I am student of computer science with no knowledge of maths. To write a small algorithm I searched for the solution first. There are many but almost all of them state that continue dividing the number from "2" to "root(input_number)" if at some point the remainder is zero, the number is not prime. Looking at a list of prime numbers I deduced that there is no need to divide it with every number just dividing by all the primes smaller than the number would do the trick. If that is true than Ill be needing a pre-stored set of primes to divide the input number. My 2nd question is is there such a static set (I dont know how to say it in maths, set that is same for checking every number) that is if employed in this technique will correctly tell the primeness of any number? e.g., Is {2,3,5,7,11} or {2,3,5,7,11,13,17} is enough for checking every prime?

Answer 1

There is no (non infinite) set of primes that can be used to check against any prime. However you are correct that we only need to test for remainders for prime numbers between 2 and $\sqrt{n}$ where n is the number to be tested. This is for two reasons

Checking all integers between 2 and m is equivalent to checking all prime numbers between 2 and m

This is because any non prime number can be expressed as a product of prime numbers, so if a number is exactly divisible by a non prime it is also exactly divisible by that numbers prime factors.

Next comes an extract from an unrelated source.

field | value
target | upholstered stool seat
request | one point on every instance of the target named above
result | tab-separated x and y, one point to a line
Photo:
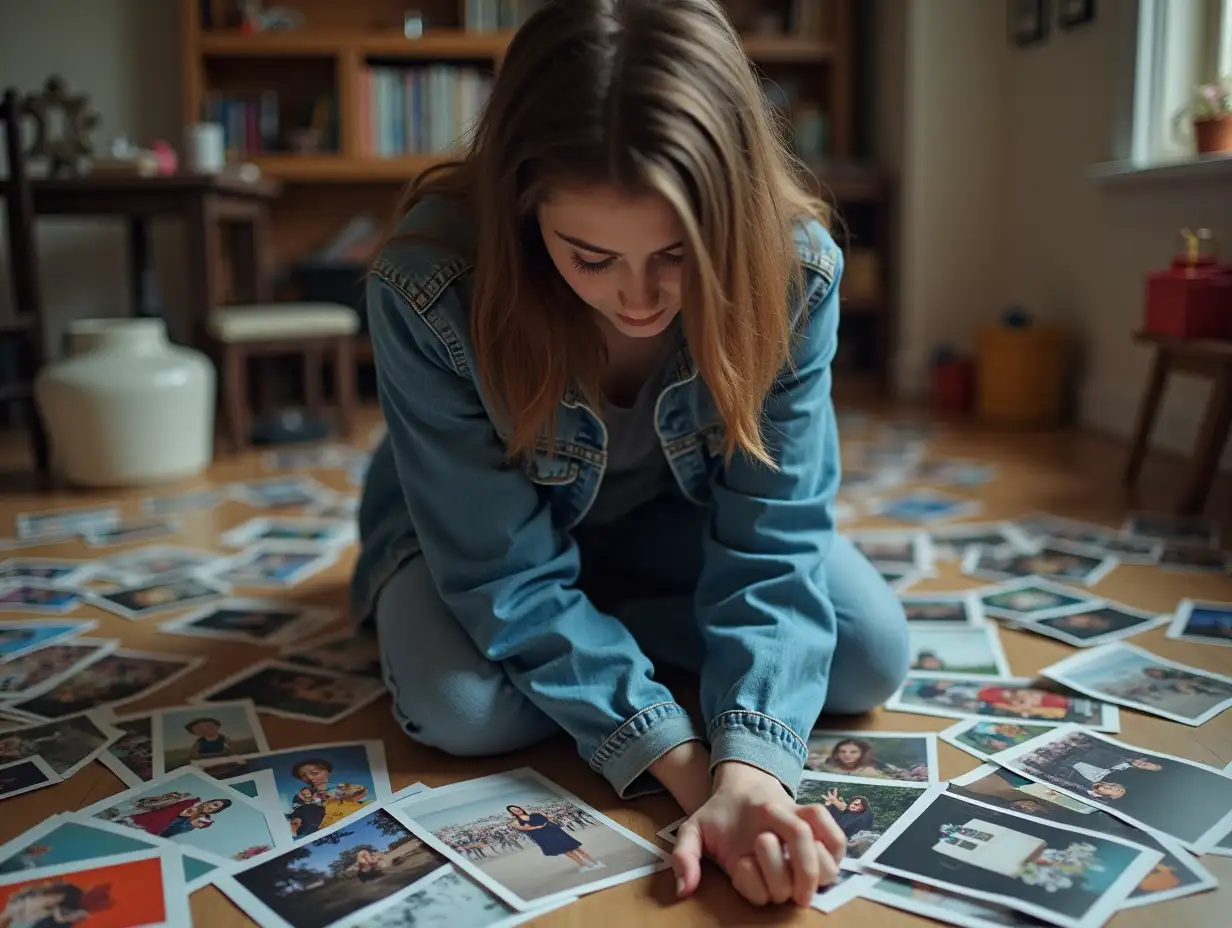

For example 36 is exactly divisible by 6; meaning it is also exactly divisible by 2 and 3

It is only neccesary to check up to $\sqrt{n}$

This is because numbers whose product equal the number under test (and so prove the number is not prime) always come in pairs, one above and one above the square root of the number under test. In general any such pair can be expressed as follows

$n=\sqrt{n}\frac{1}{a} \times \sqrt{n}a$

So any product which multiplies together to give n (and so shows that n is not prime) will have one of the pair above and one below $\sqrt{n}$

Answer 2

The answer to your first question is yes. If a number isn't prime (and isn't 1), it's divisible by a number other than itself and 1, which means it's divisible by the prime factors of that number.

The answer to your second question is no. No finite set of primes will suffice; for any finite set of primes, take two primes not in the set and multiply them together, and the product will be a composite number not divisible by any prime in the set.